— During the recruiting process I interviewed directly with the CEO Brandon Bornancin who told me how amazing the company was, fast-growing, with lots of opportunities to grow professionally. Even though I had two other job offers, I decided to take this offer;
— Shortly after joining I personally saw the bad financial situation the company was in. After a period of rapid growth growth in 2021 and 2022, the company has been losing accounts each month since the start of 2023, with more cancellations than new subscriptions.
— My guess? The company got complacent during the period of rapid growth and was now playing catchup to its competitors
— A couple of weeks after I joined, the CEO (Brandon) started sending me direct messages asking me how he could turn things around, like somehow there was a magic answer I could give him. Hey Brandon - Apollo.io is years ahead of you with a more comprehensive set of features and better pricing. There’s your magic answer.
— During my four months at the company I saw people been fired constantly, usually with a lame excuse “We believe Person A will have more room to grow in another company”. But after a few firings, they finally came clean: “We fired this Person because he wasn’t working hard enough, we are not growing anymore and are losing accounts, we need to keep only people who are willing to work hard in order to turn this company around”

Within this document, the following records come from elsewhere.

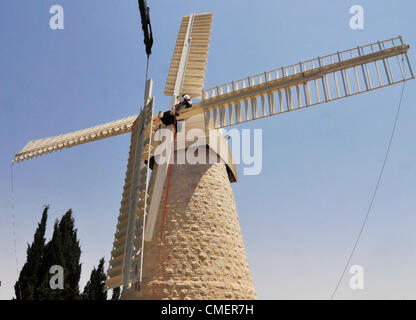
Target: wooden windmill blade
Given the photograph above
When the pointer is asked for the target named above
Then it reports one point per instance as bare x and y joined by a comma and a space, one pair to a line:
186, 75
127, 249
43, 146
320, 80
125, 266
189, 60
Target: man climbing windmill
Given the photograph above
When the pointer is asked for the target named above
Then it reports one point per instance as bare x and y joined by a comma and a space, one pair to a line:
168, 117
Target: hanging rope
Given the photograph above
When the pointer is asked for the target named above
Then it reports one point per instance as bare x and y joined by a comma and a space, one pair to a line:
147, 69
168, 185
14, 225
374, 194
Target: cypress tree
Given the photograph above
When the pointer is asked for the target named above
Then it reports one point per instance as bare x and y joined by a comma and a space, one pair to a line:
116, 294
26, 286
63, 250
95, 287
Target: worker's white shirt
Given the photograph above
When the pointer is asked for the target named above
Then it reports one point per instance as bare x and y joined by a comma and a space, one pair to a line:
186, 98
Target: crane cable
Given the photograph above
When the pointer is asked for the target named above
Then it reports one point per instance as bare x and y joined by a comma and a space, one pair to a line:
374, 194
14, 225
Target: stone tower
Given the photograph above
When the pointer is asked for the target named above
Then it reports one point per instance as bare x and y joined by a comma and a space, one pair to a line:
200, 254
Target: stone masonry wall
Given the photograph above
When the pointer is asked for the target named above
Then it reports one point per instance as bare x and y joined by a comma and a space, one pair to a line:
202, 255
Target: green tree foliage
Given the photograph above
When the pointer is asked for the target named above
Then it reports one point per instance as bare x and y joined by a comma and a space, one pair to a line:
63, 250
116, 294
95, 287
27, 284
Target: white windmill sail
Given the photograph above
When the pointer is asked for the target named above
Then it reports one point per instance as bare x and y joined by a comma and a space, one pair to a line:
189, 60
46, 145
186, 74
307, 83
127, 254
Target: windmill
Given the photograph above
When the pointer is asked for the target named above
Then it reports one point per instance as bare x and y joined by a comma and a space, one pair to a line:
196, 250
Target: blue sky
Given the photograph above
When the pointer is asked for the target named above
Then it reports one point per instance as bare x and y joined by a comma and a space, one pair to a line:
299, 217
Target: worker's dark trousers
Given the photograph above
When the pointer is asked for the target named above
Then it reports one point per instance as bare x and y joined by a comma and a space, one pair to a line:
169, 119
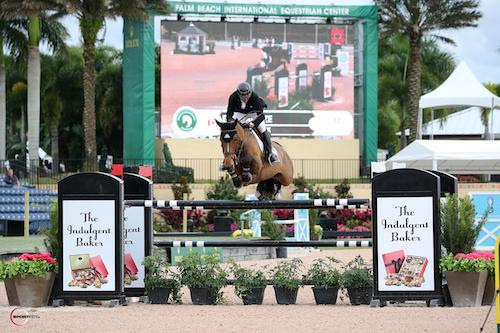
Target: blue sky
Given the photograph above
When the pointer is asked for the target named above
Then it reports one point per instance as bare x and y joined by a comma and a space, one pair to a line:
478, 47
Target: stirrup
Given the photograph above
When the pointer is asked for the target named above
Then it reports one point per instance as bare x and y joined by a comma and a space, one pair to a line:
273, 159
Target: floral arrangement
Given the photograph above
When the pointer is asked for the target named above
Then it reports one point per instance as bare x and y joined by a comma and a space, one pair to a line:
247, 233
318, 230
475, 261
37, 264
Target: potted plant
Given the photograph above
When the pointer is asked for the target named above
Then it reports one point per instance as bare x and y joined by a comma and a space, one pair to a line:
325, 279
317, 232
157, 282
249, 284
466, 275
459, 233
204, 277
286, 280
33, 276
357, 279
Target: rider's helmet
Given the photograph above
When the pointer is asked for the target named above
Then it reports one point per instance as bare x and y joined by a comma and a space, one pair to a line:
244, 89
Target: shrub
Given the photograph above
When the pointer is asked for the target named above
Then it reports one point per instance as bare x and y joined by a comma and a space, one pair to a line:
323, 273
357, 274
159, 276
203, 271
343, 189
476, 261
459, 230
245, 279
287, 274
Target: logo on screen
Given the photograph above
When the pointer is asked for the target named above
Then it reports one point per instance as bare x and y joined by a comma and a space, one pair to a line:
186, 119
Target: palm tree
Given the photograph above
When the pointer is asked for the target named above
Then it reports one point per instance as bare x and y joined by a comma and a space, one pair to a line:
393, 74
418, 18
15, 41
91, 15
41, 15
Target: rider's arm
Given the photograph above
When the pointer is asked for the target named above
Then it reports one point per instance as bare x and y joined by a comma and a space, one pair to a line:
230, 109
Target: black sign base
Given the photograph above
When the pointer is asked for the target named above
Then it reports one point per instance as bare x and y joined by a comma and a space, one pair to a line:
68, 300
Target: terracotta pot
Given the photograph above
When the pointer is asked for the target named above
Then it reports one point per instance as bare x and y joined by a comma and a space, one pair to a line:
34, 291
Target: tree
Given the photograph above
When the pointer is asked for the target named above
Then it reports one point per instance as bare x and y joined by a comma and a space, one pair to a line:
394, 52
41, 24
91, 15
416, 19
15, 41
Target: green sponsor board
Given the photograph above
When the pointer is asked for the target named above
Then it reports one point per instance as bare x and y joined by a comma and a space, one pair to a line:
186, 7
180, 252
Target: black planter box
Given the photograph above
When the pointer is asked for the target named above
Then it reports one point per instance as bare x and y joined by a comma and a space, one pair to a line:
201, 296
359, 296
285, 295
256, 296
325, 295
159, 295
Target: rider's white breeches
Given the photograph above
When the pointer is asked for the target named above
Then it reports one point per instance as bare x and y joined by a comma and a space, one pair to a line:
242, 117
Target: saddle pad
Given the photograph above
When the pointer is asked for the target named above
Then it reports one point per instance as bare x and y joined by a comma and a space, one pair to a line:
261, 145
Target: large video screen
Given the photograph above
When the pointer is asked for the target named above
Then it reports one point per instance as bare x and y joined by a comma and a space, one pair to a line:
304, 73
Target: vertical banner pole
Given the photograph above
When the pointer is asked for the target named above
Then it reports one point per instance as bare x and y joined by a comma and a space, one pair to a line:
26, 213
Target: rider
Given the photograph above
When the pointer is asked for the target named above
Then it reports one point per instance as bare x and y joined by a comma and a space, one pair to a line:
245, 105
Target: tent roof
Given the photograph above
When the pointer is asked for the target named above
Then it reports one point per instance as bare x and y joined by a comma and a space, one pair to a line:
453, 156
461, 88
191, 29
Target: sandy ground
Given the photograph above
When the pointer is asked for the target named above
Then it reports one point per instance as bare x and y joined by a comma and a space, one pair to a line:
305, 316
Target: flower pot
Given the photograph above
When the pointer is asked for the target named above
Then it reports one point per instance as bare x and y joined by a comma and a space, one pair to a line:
489, 290
34, 291
10, 288
285, 295
281, 252
359, 296
159, 295
466, 288
325, 295
201, 296
255, 297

— After this I knew I had made a mistake by joining this company, but I still had hope. I didn’t want to give them an excuse to fire me, so I started working long hours, weekends included. I had a roadmap that I knew was going to add value to the company and I was working hard to execute on it. However, while I had a long term plan (6 to 12 months roadmap), the company seemed almost obsessed with "quick wins" or magic answers
— After 4 months I get a 2 min call from my manager saying that it was my last day, the company was going in another direction, here’s a 2 week severance, and it’s not your fault
— The day before I got laid off I had a 1:1 with the person who hired me, but he didn’t bother to show up, later sending me a note that he forgot and was in another meeting. It reminded me of my job interview with him. He was 20 minutes late, and if it had been the other way around I would have been immediately rejected
— FINAL WARNING - Seamless.AI has ~300 employees but here on Glassdoor there are ~700 reviews, even if you account for former employees, it doesn’t seem right. When I was there I personally witnessed the CEO getting people to write fake reviews on G2 (a site for business software reviews). Is he doing the same thing here? Well, I wouldn’t know. But I certainly wouldn’t trust all the 5 star reviews out here.